I don’t pretend to be a programmer or a statistics whiz; I’m just an art-school dropout who got a lot of A’s in math class. But I can see two different ways for “loss streak prevention” to work–either instead of flipping a coin, the game could use a “Student 2″ type model:
Or, it could start out flipping a coin, “Student 1″ style:
If we just take this sample, and shorten the “miss streaks,” we get something like this:
I didn’t use any fancy algorithms like Blizzard is probably using to do this–I just used my intuition about what looks really unfun and the delete key. In my “miss streak prevented” results, 24/44, or 55%, or my attempts to Demolish my opponent hit–as opposed to 24/48 (50% on the nose) in the original sample.
Here is the ONLY WAY to make hit chance 50% while also preventing miss streaks: You HAVE to also implement “hit streak prevention.” But that’s kind of a problem–because while losing streaks aren’t fun? Winning streaks are AMAZING. They are the definition of fun. Demolish–or any other high risk, high reward gaming strategy–isn’t supposed to work out for you all the time. It’s supposed to sometimes fail, often be sort of OK, and every once in a while work out amazingly well and win you a game.
“Miss streak prevention” makes some sense for (say) abilities with a 95% hit chance.
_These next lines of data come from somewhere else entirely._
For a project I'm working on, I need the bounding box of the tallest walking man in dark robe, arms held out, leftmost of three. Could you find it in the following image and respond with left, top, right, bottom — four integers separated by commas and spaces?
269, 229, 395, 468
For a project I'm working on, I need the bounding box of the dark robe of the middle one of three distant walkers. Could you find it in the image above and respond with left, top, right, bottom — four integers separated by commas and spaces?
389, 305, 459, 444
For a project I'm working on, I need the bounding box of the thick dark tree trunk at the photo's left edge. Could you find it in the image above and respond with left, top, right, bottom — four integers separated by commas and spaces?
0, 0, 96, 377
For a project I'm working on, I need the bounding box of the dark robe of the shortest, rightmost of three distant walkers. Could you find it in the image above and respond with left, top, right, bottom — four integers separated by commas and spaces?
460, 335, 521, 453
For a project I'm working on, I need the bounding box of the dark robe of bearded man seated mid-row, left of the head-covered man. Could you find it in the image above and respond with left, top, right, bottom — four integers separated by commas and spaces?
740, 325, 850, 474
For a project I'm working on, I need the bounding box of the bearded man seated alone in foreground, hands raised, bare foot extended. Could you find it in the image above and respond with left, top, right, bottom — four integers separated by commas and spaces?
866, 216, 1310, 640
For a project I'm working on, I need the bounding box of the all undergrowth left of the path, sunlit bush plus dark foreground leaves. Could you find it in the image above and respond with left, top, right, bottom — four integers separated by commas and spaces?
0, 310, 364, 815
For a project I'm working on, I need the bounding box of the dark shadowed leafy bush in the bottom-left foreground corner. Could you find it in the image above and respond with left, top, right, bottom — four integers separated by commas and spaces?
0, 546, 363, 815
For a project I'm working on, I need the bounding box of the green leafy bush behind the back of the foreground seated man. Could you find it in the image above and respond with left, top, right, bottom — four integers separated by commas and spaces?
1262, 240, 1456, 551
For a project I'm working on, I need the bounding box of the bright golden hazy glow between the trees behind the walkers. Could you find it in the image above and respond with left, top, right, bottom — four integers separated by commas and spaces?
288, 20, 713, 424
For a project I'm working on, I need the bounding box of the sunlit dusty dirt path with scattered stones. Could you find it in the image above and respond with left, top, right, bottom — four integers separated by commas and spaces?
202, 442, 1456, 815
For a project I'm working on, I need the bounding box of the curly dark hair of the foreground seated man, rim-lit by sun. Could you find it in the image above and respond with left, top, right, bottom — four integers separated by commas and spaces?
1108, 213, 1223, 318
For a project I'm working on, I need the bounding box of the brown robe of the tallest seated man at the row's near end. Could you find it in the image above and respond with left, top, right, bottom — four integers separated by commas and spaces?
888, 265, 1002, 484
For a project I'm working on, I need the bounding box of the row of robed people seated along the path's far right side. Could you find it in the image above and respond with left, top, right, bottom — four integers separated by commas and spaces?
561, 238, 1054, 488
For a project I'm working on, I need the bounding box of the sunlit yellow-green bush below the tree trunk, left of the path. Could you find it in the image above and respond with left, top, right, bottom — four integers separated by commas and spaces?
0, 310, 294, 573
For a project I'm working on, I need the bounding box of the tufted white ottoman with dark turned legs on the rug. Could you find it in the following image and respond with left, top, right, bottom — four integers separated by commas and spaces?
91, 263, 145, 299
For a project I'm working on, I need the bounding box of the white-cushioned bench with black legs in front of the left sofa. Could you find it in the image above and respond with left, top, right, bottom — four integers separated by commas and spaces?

After all, in a truly random situation, you could still technically miss 20 times in a row with it (though the chances are vanishingly small).
But the lower the alleged hit chance–the lower the hit chance the first time the ability is used–the harder it is to avoid miss streaks while still allowing hit streaks. (I imagine that there is some kind of breakpoint, where abilities that have been debuffed to a below-50% hit chance can no longer avoid miss streaks, but “guessing how this works” is not really my focus here.)
As you might have surmised from one of my earlier tweets, the reason I reacted so viscerally to this information is that I feel like I’ve been punished for acting “rationally” all this time. In avoiding thinking I believed to be “fallacious”–by avoiding low-hit-chance abilities, by behaving as if I was rolling dice, by avoiding low-hit-chance abilities in most of my builds, I’ve apparently been punishing myself.
How I see it, there are two ways to make the tooltip of Demolish match its behavior. They could give us either the completely unpredictable behavior of the coin flip–or they can raise the lowest base chance to be greater than 50%. Loss-streak prevention is incompatible with a 50% base chance to hit.
I for one would like the former–I would rather live (and, yes, game) in a predictable world, governed by the laws of probability I learned when I was 11: A world where, yes, the “random number” has a tiny chance of being nine forever. I would prefer a game system that can be understood, theorycrafted, even emulated & duplicated outside the actual engine, even if it occasionally just totally screws me over, to a game system where some “benevolent” force is so concerned about my “fun” that the gambler’s fallacy is actually enforced. Knowing that somebody out there is on my side just lessens my sense of accomplishment and joy. Luck is a drug; being given presents can get kind of boring.